This link is for the BARTLETT-DNA Project.We have 8 Participants who have done mtDNA, but of course their mtDNA tracks their famale line, not the BARTLETT line.
Any test will do to get your DNA in storage (for any future DNA testing that comes along). From my initial Y-DNA test of 25 markers, I've since upgraded to 37 markers, then 67-markers; then the mtDNA HVR1&2 test; recently the mtDNA Full Genome Sequence; and more recently another test to find out where my Y-DNA is more precisely.They've done all these test from the 2 small vials I sent them in Oct 2002. If you can afford it, I'd recommend the HVR1&2 test which tests more of the mtDNA, and any matches would be more meaningful (ie be more likely to have a common ancestor with you).
A warning, however: mtDNA testing is a difficult row to hoe. There are no SURNAME projects to join, and no coordinator to help you track down matches.If you have a common mtDNA, you'll get more matches, but the common ancestor may be 500 years ago - too ancient to do any good.If you have an uncommon mtDNA, then there will be fewer matches, but they may be more promising.
Another tack (instead of just waiting for a match) is to try to find a likely candidate ancestors, then use your genealogical skills to track down the female line descendants until you get a living person to also test for mtDNA. The living person may be a male or female - because the mothers pass the mtDNA to both sons and daughters, but only the daughters can pass it on to their children.So I have my Mom's DNA (which is a good thing because she died in 1961 - so I now have it preserved for the next 25 years - waiting for better tests to be developed; probably ones that use all of the chromosomes not just the mtDNA).

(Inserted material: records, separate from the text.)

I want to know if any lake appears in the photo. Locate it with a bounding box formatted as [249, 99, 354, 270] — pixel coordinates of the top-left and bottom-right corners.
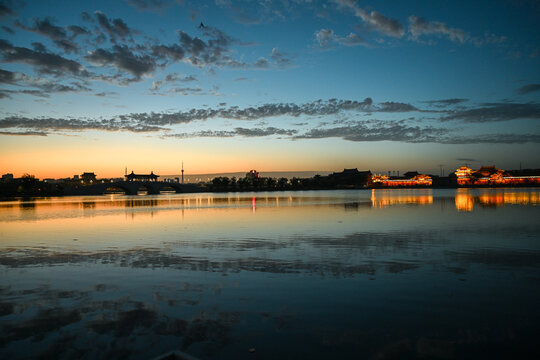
[0, 188, 540, 359]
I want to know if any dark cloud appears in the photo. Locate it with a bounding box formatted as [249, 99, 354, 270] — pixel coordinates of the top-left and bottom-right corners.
[151, 44, 185, 61]
[294, 121, 540, 144]
[441, 134, 540, 144]
[377, 101, 419, 112]
[0, 39, 88, 76]
[424, 98, 468, 108]
[81, 11, 94, 22]
[0, 116, 164, 132]
[517, 84, 540, 95]
[409, 15, 469, 44]
[0, 0, 16, 17]
[234, 127, 298, 137]
[0, 69, 19, 84]
[67, 25, 90, 37]
[126, 0, 172, 11]
[84, 45, 156, 79]
[0, 131, 47, 136]
[164, 127, 298, 139]
[178, 26, 247, 68]
[0, 97, 373, 131]
[2, 25, 15, 35]
[294, 121, 442, 143]
[334, 0, 405, 38]
[15, 17, 67, 40]
[54, 39, 79, 53]
[440, 103, 540, 123]
[315, 29, 368, 48]
[270, 48, 292, 68]
[94, 11, 133, 43]
[253, 57, 270, 69]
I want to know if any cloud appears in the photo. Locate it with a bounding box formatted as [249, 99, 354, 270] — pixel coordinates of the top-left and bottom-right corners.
[253, 57, 270, 69]
[67, 25, 90, 37]
[0, 0, 16, 17]
[440, 103, 540, 123]
[377, 101, 420, 112]
[294, 121, 442, 143]
[2, 25, 15, 35]
[15, 17, 82, 53]
[409, 15, 469, 44]
[334, 0, 405, 38]
[164, 127, 298, 139]
[84, 45, 156, 79]
[0, 97, 373, 132]
[151, 44, 185, 61]
[94, 11, 133, 43]
[0, 39, 88, 76]
[178, 26, 247, 68]
[0, 131, 47, 136]
[424, 98, 468, 108]
[441, 134, 540, 144]
[15, 17, 67, 40]
[0, 116, 164, 132]
[517, 84, 540, 95]
[0, 69, 18, 84]
[294, 120, 540, 144]
[315, 29, 368, 48]
[126, 0, 172, 11]
[270, 48, 292, 68]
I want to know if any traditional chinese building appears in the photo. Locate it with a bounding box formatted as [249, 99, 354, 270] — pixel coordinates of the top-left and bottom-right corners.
[125, 171, 159, 181]
[371, 174, 433, 187]
[246, 170, 261, 179]
[455, 166, 540, 185]
[455, 166, 473, 185]
[328, 168, 372, 187]
[80, 172, 96, 184]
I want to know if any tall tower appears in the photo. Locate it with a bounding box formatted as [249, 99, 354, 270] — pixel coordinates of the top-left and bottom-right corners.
[182, 160, 184, 184]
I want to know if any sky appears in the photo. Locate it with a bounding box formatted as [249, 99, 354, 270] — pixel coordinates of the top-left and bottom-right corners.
[0, 0, 540, 178]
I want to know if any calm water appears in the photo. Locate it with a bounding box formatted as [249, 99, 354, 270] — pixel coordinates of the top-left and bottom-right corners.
[0, 188, 540, 359]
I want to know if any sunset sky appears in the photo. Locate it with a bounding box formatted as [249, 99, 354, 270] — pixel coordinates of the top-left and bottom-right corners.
[0, 0, 540, 178]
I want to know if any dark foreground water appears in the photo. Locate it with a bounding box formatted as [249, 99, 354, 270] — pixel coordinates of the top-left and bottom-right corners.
[0, 188, 540, 359]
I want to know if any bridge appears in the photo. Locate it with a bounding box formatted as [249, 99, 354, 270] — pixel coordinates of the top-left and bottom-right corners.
[64, 181, 204, 195]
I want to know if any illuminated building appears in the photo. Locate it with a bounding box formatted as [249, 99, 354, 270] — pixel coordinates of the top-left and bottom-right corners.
[455, 166, 540, 185]
[371, 189, 433, 208]
[456, 166, 472, 185]
[371, 174, 433, 187]
[328, 168, 372, 188]
[246, 170, 261, 179]
[126, 171, 159, 181]
[81, 172, 96, 184]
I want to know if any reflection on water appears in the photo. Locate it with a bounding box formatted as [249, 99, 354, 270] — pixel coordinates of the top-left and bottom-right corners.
[455, 189, 540, 211]
[371, 189, 433, 207]
[0, 188, 540, 359]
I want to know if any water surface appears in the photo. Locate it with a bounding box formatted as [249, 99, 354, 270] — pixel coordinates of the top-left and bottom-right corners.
[0, 188, 540, 359]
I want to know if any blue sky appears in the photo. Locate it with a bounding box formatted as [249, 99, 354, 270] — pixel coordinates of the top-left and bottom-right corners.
[0, 0, 540, 176]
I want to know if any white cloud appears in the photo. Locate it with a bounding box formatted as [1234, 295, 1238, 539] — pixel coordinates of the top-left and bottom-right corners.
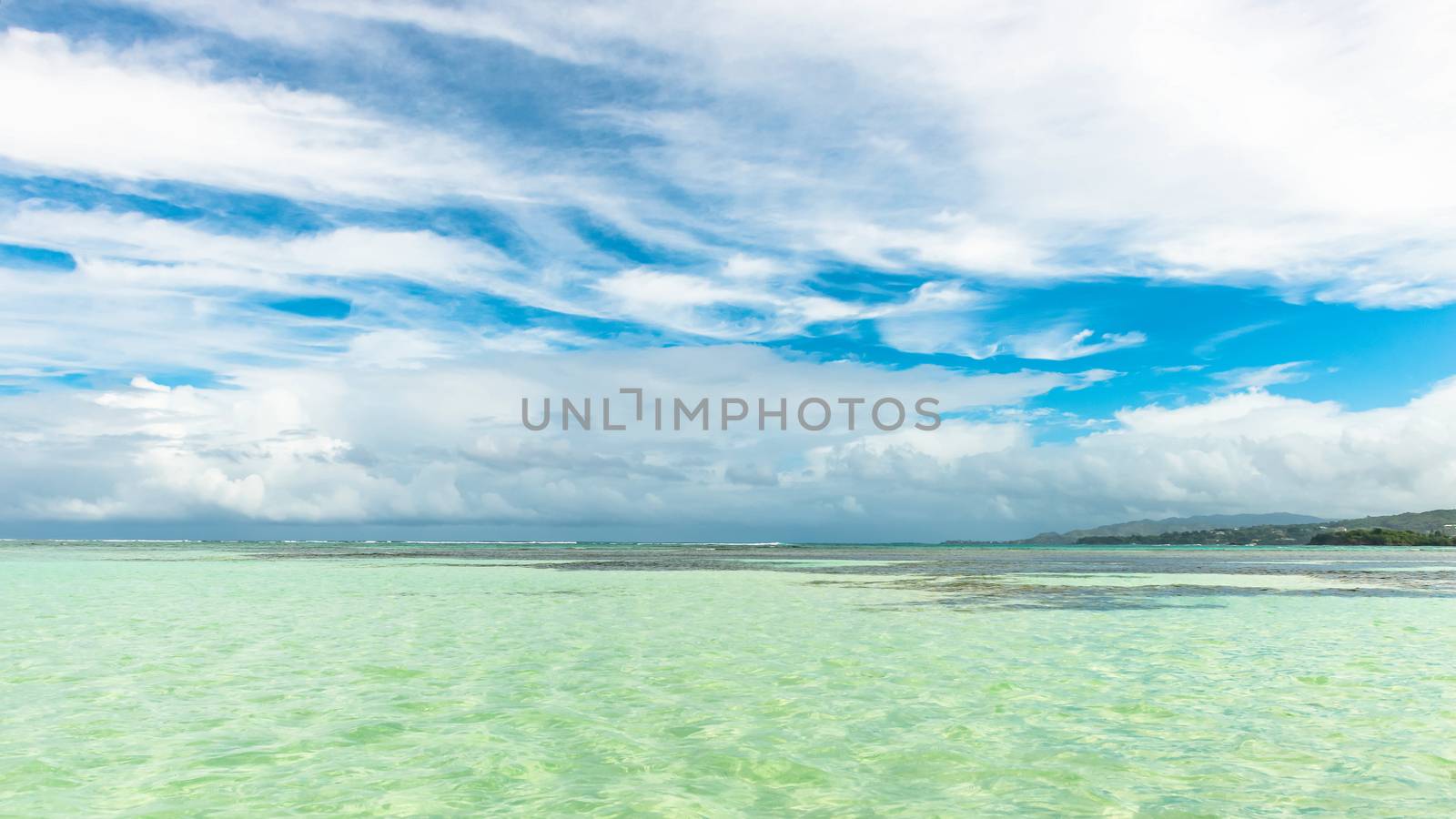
[1006, 327, 1148, 361]
[1213, 361, 1309, 390]
[0, 29, 520, 201]
[142, 0, 1456, 308]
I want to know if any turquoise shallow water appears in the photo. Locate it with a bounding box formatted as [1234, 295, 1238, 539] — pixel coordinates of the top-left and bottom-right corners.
[0, 543, 1456, 816]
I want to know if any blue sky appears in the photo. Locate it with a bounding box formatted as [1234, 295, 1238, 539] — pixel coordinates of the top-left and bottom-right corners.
[0, 0, 1456, 541]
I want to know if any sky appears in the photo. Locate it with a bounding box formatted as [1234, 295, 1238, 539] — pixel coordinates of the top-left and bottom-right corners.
[0, 0, 1456, 542]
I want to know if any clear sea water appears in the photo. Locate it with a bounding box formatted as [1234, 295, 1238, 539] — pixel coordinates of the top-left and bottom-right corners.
[0, 542, 1456, 816]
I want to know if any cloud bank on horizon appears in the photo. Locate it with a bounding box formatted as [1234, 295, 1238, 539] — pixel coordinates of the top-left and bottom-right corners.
[0, 0, 1456, 541]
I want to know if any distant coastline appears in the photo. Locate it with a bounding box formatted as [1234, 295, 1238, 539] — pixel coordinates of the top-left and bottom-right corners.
[945, 509, 1456, 547]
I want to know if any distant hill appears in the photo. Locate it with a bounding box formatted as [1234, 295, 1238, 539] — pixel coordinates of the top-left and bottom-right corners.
[1016, 511, 1333, 543]
[1337, 509, 1456, 535]
[946, 509, 1456, 545]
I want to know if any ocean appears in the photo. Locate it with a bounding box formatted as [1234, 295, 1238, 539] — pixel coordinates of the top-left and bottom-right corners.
[0, 541, 1456, 816]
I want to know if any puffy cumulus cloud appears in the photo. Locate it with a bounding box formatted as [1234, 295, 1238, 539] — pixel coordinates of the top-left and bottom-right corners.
[0, 347, 1112, 536]
[0, 340, 1456, 540]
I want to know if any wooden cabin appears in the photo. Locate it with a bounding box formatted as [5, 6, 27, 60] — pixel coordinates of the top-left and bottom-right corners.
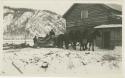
[63, 3, 122, 31]
[63, 3, 122, 49]
[94, 24, 122, 49]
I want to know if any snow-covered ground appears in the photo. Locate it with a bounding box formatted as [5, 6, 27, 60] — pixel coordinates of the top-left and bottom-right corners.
[0, 43, 122, 78]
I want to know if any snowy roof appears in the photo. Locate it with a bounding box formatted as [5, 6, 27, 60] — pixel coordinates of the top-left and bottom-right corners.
[94, 24, 122, 28]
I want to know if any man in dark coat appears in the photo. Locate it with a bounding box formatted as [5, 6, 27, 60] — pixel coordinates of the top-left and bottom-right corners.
[33, 36, 37, 47]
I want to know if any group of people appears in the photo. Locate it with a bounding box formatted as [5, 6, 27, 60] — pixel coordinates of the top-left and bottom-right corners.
[33, 30, 100, 51]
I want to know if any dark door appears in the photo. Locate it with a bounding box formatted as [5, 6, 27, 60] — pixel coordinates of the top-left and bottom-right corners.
[103, 31, 110, 49]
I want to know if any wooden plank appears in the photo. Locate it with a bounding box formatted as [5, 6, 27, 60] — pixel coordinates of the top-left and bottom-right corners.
[12, 62, 23, 74]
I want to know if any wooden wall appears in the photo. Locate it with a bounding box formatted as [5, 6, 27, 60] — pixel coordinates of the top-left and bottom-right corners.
[65, 4, 109, 29]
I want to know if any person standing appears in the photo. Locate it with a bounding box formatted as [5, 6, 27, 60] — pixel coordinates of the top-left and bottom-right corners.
[33, 36, 37, 47]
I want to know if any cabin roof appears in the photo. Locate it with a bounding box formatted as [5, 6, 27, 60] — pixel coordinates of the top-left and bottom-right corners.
[94, 24, 122, 28]
[63, 3, 122, 18]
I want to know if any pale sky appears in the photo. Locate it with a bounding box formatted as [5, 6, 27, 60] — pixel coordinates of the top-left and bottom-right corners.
[3, 0, 122, 15]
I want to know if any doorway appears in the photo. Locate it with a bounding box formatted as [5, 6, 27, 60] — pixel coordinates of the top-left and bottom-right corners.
[103, 31, 110, 49]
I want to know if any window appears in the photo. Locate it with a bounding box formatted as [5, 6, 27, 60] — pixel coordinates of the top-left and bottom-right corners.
[81, 9, 88, 19]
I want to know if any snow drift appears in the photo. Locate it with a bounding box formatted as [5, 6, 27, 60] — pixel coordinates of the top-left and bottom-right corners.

Most folks post their results on the free mitosearch database, which will also tell you if someone else has a close match.Actually, Family Tree DNA will send you an eamil if your mtDNA match anyone else in their files and they send you more emails as more folks get tested and match you. They have the largest database of results.But folks who test with other companies can also post at mitosearch, so you have an even wider range of possibilities.Still, it's hard to find an mtDNA match, probably because not as many folks have done mtDNA yet.But when someone who descends from any of your all-female line grandmothers does get tested, you'll be notified of a match.
It's actually a simple concept: a match means a common ancestor; and mis-match means there isn't a common ancestor (within thousands of years anyway).
In any case you'll learn your DNA Haplogroup (google it), and from which of the "Seven Daughters of Eve" (book in paperback by Dr Bryan Sykes) you descend, probably 10,000 years ago or so.
The hardest part is the 6 week wait after you send in your samples.